As AI commentators seem to pitch Meta’s language models against Open AI’s GPT-4 which powers ChatGPT and Microsoft Bing, AI scientist at NVIDIA Jim Fan noted on Twitter, “Llama-2 is NOT yet at GPT-3.5 level, mainly because of its weak coding abilities.” Having said that, experts, including Fan, have lauded Meta’s efforts in providing significant amount of detail on its language models in the white paper.
You'll soon see lots of "Llama just dethroned ChatGPT" or "OpenAI is so done" posts on Twitter. Before your timeline gets flooded, I'll share my notes:
▸ Llama-2 likely costs $20M+ to train.

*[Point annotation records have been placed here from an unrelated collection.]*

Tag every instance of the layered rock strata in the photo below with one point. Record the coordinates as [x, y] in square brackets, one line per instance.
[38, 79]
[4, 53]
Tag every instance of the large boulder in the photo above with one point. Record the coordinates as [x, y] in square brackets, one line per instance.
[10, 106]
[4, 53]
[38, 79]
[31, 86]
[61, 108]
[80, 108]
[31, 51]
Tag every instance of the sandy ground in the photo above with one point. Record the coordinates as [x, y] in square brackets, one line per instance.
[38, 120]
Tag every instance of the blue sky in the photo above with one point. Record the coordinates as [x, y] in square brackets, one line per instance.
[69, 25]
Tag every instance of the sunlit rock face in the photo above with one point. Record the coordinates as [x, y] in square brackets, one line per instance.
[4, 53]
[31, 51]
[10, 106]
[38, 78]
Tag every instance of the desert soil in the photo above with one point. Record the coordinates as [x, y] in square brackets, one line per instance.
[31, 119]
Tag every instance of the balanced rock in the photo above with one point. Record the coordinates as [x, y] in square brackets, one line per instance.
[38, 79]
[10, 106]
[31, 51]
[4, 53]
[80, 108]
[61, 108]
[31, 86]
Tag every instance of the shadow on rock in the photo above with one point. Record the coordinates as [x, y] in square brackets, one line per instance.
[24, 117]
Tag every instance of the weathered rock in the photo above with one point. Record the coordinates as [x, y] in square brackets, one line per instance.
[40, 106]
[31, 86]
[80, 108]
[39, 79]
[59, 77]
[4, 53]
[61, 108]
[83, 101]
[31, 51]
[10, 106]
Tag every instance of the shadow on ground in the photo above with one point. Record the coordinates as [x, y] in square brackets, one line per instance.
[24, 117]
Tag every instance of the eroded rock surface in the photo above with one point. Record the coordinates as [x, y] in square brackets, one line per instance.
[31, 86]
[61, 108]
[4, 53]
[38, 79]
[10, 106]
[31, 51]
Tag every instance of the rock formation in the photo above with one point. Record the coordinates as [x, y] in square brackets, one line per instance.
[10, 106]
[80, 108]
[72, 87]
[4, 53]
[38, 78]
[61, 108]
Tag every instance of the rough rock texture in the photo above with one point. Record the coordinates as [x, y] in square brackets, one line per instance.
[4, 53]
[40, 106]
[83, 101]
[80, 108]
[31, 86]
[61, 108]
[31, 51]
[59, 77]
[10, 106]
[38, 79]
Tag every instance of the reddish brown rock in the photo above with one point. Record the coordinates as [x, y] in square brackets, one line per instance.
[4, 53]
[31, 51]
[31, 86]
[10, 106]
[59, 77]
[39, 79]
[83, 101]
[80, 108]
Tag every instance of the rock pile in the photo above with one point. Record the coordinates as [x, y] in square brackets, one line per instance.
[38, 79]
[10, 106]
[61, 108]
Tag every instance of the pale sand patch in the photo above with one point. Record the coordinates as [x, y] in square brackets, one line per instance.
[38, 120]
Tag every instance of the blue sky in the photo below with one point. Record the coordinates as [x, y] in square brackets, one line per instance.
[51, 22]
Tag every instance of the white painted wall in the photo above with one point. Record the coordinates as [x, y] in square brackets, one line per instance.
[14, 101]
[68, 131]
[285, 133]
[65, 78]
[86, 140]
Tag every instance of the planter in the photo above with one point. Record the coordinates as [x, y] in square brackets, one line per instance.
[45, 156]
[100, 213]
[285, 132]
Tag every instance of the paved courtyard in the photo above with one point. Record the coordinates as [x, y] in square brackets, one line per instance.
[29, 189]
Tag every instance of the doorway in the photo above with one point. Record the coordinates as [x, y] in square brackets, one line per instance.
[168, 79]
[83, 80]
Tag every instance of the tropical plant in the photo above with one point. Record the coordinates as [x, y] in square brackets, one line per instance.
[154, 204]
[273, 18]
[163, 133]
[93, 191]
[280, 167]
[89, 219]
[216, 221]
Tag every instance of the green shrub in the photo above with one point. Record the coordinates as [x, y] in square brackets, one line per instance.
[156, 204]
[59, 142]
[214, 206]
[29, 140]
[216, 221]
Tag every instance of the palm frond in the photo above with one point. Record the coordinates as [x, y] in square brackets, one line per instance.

Meta has done an incredible service to the community by releasing the model with a… pic.twitter.com/MrABHrmACv
— Jim Fan (@DrJimFan) July 18, 2023
On training data: Non-transparency when it comes to data used for training large language models remains a point of contention here as well. Abeba Birhane, Senior Research Fellow at Mozilla Trustworthy AI, pointed out on Twitter that Meta’s research paper does not clearly define the sources that were used to train the models.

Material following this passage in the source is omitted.